Expert says new ND refinery should be small, make diesel fuel and naphtha instead of gasoline

By Dale Wetzel, AP
Monday, September 20, 2010

Study: New ND refinery should make diesel, not gas

BISMARCK, N.D. — A new North Dakota oil refinery would have a better chance of success if it was small and produced diesel fuel instead of gasoline, according to a consulting group’s preliminary analysis.

Kurt Swenson, a vice president for the Corval Group, said a refinery would cost between $650 million and $700 million to build, depending on whether it was designed to process 20,000 or 34,000 barrels of oil daily. Construction would take at least 16 months, and Corval’s analysis estimates it could be finished by December 2015.

Swenson recently briefed state legislators on Corval’s preliminary analysis. Its final report is to be presented to a state legislative committee on energy development in October. The study is being financed by a $461,000 U.S. Energy Department grant obtained by Democratic Sen. Byron Dorgan and administered by the North Dakota Association of Rural Electric Cooperatives.

The 34,000 barrel per day refinery design has the better projected return on investment and a lower operating cost per barrel of oil processed, Swenson said. It would manufacture diesel fuel and naphtha, a chemical that can be used as a solvent, a gasoline additive, or for lighter fluid and cooking fuel.

Swenson said there is a ready market for naphtha in Canada, where it is used as a thinner to make oil sands mined in Alberta province easier to ship through pipelines. It could be shipped north by train, he said.

“The Canadian market for naphtha is a long-term market. It has been well-established. It’s very transparent on (prices),” he said. “The transportation systems … are in place.”

North Dakota produces 321,000 barrels of oil daily. The state’s production has more than tripled since January 2006, state Department of Mineral Resources statistics indicate. The increase has been spurred by development of oil shale rock formations in western North Dakota.

The state has one oil refinery, Tesoro Corp.’s facility near Mandan, which processes about 58,000 barrels of oil daily. North Dakota’s rising oil production, which is expected to top 400,000 barrels daily next year, has prompted increased interest about encouraging construction of additional refining capacity in North Dakota.

Swenson said the Tesoro refinery already produces more gasoline than North Dakota customers use, and gasoline consumption in the state is flat.
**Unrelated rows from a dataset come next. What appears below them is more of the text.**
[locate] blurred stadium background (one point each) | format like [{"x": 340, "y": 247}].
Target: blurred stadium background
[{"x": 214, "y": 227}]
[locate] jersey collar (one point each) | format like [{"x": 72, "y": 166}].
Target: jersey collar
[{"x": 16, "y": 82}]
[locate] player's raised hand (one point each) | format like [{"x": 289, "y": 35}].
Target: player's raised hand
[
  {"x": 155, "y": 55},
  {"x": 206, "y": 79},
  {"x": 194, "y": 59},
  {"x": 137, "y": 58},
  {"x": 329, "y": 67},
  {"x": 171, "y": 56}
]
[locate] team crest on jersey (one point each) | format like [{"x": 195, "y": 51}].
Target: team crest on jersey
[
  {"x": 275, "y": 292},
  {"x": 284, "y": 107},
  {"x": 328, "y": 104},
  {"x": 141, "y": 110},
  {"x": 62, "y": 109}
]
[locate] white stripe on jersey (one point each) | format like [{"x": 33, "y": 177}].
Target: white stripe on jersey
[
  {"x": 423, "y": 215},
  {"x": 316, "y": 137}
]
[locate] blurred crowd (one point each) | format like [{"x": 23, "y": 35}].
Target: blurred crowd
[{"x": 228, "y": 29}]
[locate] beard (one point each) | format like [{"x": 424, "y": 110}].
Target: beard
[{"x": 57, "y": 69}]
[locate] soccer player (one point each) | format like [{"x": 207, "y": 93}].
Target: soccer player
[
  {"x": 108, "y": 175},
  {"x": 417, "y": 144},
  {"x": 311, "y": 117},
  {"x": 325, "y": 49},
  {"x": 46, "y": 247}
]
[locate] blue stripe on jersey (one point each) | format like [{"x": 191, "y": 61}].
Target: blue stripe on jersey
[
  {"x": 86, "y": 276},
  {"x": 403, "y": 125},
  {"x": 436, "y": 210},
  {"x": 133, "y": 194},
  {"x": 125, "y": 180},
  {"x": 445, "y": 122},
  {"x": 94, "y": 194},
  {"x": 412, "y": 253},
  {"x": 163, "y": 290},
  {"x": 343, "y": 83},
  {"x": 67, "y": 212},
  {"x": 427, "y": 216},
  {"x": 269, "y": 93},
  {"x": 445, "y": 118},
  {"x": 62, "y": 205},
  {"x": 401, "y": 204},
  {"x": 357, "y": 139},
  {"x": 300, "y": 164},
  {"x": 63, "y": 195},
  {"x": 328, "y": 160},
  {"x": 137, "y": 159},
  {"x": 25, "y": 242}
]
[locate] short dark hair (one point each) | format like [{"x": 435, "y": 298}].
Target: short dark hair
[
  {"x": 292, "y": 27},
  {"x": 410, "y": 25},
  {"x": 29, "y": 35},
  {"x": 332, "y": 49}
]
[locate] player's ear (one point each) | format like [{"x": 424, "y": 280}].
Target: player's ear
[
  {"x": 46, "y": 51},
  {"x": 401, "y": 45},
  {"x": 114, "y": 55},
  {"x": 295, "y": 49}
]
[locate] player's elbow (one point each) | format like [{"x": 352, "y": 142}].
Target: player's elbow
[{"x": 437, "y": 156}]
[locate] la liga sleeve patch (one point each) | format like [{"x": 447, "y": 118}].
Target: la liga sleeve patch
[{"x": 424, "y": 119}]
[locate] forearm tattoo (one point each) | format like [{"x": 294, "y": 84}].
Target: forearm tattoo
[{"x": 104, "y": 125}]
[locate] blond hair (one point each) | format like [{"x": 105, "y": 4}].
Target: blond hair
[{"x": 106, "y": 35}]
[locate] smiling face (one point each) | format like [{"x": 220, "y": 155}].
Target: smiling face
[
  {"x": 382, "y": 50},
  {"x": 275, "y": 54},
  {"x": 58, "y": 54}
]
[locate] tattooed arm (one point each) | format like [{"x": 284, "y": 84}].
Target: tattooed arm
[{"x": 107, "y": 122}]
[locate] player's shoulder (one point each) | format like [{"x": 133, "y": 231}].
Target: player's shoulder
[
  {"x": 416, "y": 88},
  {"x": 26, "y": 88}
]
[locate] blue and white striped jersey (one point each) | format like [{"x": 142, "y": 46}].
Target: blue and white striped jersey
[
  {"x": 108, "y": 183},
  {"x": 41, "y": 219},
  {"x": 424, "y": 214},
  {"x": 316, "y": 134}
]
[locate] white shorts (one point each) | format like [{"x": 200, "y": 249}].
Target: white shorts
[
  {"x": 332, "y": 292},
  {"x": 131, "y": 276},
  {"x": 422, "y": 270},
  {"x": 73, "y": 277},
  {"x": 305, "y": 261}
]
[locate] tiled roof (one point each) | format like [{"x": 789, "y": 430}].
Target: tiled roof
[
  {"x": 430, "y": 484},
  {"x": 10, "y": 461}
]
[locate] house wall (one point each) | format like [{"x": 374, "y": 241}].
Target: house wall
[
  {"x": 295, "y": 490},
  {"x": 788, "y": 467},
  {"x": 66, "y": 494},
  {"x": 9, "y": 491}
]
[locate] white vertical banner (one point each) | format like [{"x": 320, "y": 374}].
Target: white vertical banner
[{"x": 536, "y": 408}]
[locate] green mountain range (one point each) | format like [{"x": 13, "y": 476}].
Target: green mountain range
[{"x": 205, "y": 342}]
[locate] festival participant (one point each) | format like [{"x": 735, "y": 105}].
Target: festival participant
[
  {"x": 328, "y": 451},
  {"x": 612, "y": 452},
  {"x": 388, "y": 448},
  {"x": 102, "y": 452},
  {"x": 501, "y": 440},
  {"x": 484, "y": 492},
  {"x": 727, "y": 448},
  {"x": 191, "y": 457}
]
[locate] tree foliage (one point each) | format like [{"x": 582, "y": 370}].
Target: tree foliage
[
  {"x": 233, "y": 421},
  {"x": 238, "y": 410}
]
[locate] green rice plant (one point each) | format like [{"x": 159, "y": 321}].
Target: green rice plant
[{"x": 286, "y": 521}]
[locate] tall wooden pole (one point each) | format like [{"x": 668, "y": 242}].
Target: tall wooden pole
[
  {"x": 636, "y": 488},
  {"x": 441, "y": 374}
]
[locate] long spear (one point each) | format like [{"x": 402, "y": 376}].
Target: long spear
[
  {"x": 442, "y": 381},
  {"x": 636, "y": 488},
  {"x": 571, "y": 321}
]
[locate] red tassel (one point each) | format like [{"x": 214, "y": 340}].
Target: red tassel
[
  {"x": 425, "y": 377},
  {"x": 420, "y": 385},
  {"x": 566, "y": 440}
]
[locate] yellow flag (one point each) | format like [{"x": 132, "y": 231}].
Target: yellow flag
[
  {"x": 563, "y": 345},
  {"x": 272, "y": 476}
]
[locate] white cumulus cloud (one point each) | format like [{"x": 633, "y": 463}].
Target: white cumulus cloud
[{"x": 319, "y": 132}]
In contrast, demand for diesel fuel is rising, and the state has to import large amounts to satisfy it, he said.

“We are, worldwide, transitioning much more towards a diesel-based economy,” he said. “Our gasoline consumption is trending downwards … We feel very confident that the diesel consumption will continue to grow.”

Swenson said the market analysis indicated a new refinery that produced a standard mix of gasoline, diesel fuel and jet fuel would have difficulty making money no matter what its size.

However, “the economics are overwhelmingly better” for a refinery capable of processing 34,000 barrels of oil daily, with production split between diesel fuel and naphtha, he said. It also would be less expensive to build because costly equipment needed to produce gasoline would not have to be installed, he said.